I have a boar who refuses to drink his water. He’s just that stubborn. He had skin issues because of it. A big pile of grass, being about 85 percent water this time of year, gives him a nice drink. I used fresh grasses, for the water content, to help fix his dry skin problem.
I give my pigs a lot of fresh fodder. Some things they love and some things they really turn up their noses at. Let’s talk about the other options for fresh, wild fodder.
Wild Plants that Pigs Love
The 5 wild plants pigs love best in my area are woodbine, clover, wild violet, grasses, and chicory root. I have also noticed that pigs absolutely love the leaves of the wild cherry tree. I don’t know what it is about them, but every pig I’ve raised, about 20, will go crazy for them.
Wild cherry can give them a belly ache if you overdo it, but a little is healthful. They consider it a yummy treat. Recently, my pigs got out of their pen. The Momma went and laid down in the grass and 7 piglets were running through the woods.
I noticed they were grazing and snacking on leaves from the wild cherry and maple seedlings. Some were munching on Lilly of the Valley, which made me concerned because I hear how toxic it is, but the piglets were fine and never showed an issue. You can also plant and grow fodder specifically for pigs.
Growing Fodder for Pigs
Annual crops such as sugar beets, corn, and pumpkins are great options for fresh feeding fodder for pigs. These crops provide a high amount of valuable nutrients when fed freshly picked, and can be stored during the cold months as a winter feed supplement.
I grow a giant variety of Indian corn, a mix of pumpkins and squashes, and fodder beets as a fall and winter feed supplement. The most practical one is probably the fodder beets, also called mangel beets or just mangels. We’ve grown them now for a few years.
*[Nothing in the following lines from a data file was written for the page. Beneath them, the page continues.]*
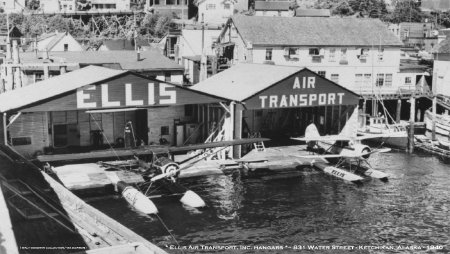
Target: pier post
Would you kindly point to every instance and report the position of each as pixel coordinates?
(399, 110)
(412, 117)
(433, 123)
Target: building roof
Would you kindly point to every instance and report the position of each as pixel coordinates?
(442, 48)
(123, 44)
(435, 5)
(48, 88)
(242, 78)
(313, 31)
(272, 5)
(299, 12)
(126, 59)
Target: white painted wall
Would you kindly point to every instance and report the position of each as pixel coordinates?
(217, 15)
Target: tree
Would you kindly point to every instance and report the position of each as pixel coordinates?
(33, 4)
(405, 11)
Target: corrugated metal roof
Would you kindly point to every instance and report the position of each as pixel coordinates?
(314, 31)
(244, 80)
(299, 12)
(49, 88)
(272, 5)
(435, 5)
(150, 60)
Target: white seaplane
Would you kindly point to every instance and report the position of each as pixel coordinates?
(344, 149)
(159, 171)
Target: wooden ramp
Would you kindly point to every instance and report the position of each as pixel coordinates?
(276, 158)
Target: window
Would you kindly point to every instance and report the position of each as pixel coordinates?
(167, 76)
(380, 79)
(269, 54)
(358, 80)
(388, 80)
(335, 78)
(407, 80)
(332, 56)
(314, 52)
(344, 54)
(291, 53)
(367, 79)
(380, 54)
(164, 130)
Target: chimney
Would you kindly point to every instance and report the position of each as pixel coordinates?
(45, 54)
(15, 49)
(8, 51)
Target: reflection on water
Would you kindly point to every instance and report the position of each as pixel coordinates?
(411, 209)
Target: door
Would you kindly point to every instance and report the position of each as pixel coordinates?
(141, 126)
(180, 135)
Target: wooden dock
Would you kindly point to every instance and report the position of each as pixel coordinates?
(427, 145)
(74, 222)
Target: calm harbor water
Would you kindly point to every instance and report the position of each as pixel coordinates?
(411, 210)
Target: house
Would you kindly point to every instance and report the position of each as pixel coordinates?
(421, 36)
(273, 8)
(57, 42)
(54, 113)
(189, 50)
(214, 11)
(13, 6)
(35, 67)
(435, 5)
(123, 44)
(360, 54)
(14, 34)
(181, 8)
(300, 12)
(441, 68)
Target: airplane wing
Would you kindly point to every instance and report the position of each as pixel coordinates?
(372, 136)
(323, 138)
(351, 155)
(145, 150)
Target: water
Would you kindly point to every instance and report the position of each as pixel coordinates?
(412, 209)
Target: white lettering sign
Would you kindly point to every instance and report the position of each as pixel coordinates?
(82, 97)
(105, 98)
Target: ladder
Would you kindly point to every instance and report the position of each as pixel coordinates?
(259, 146)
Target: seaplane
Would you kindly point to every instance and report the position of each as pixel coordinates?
(154, 164)
(345, 150)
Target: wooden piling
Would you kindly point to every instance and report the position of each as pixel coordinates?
(433, 124)
(412, 117)
(399, 110)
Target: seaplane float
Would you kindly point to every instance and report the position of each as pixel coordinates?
(342, 155)
(154, 164)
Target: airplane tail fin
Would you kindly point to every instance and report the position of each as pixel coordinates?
(351, 126)
(311, 132)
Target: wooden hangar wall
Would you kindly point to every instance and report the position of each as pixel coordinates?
(156, 110)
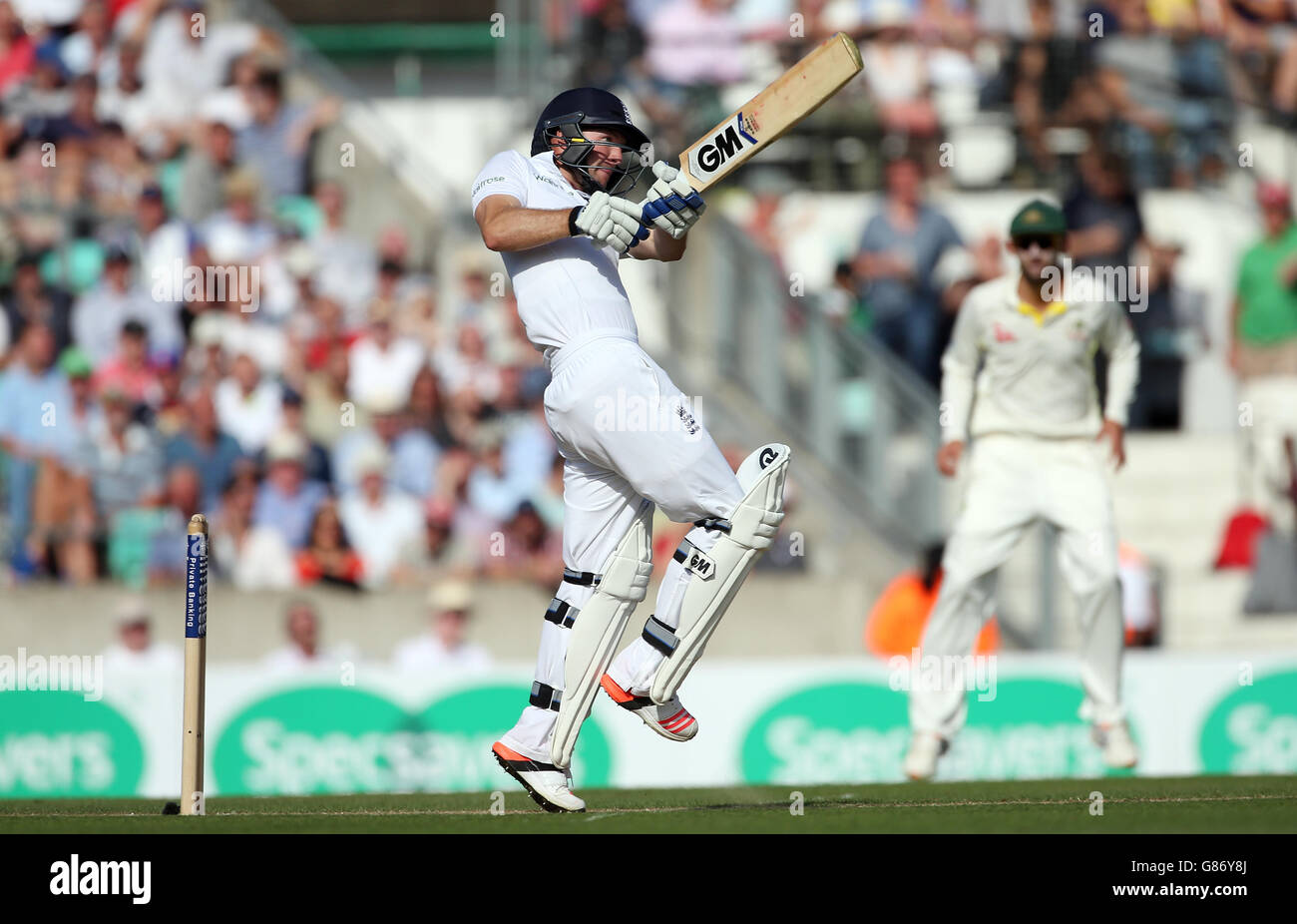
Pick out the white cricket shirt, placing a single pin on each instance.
(1038, 372)
(566, 288)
I like them because when planted early, they are good to pick by the end of July, but I can leave them in the ground until the day before a hard freeze. That way the pigs can have fresh, starch filed veggies through half the summer and all of fall. Then any left can be stored in crates in our pantry.
Sugar beets are much the same. They both have good starch for energy. Sugar beets are more energy dense, but grow a bit smaller. The fodder beets grow larger and have more feed value per square foot of garden space, but each one has more fiber and less energy.
Sometimes pigs have to be coerced into eating the beets. They’re not as scrumptious as the others. All pigs absolutely love squash and corn. Sweeter squash/pumpkins, usually marked by deeper orange flesh, are the most energy-rich.
Hubbard squash is my favorite storage squash for pigs because they store so well. With the larger squashes/pumpkins, I cut them and feed them only half in a day.
Corn is best fed to pigs anytime after the ears have fully plumped (the silks have turned brown). You can feed it fresh and unshucked and they’ll devour the whole thing. If you feed it dried, It’s often recommended to shell it first so a pig doesn’t end up choking on a big hunk of hard, dried corncob.
What Pigs Eat in the Wild
Pigs in the wild manage off of mast crops like buckeyes, acorns, persimmons, and crab apples. They also go after snakes and rodents and have been known to even eat baby deer. Wild pigs root up the soil to find worms, grubs, and starchy tubers as well. They also have a tendency to go after farm crops.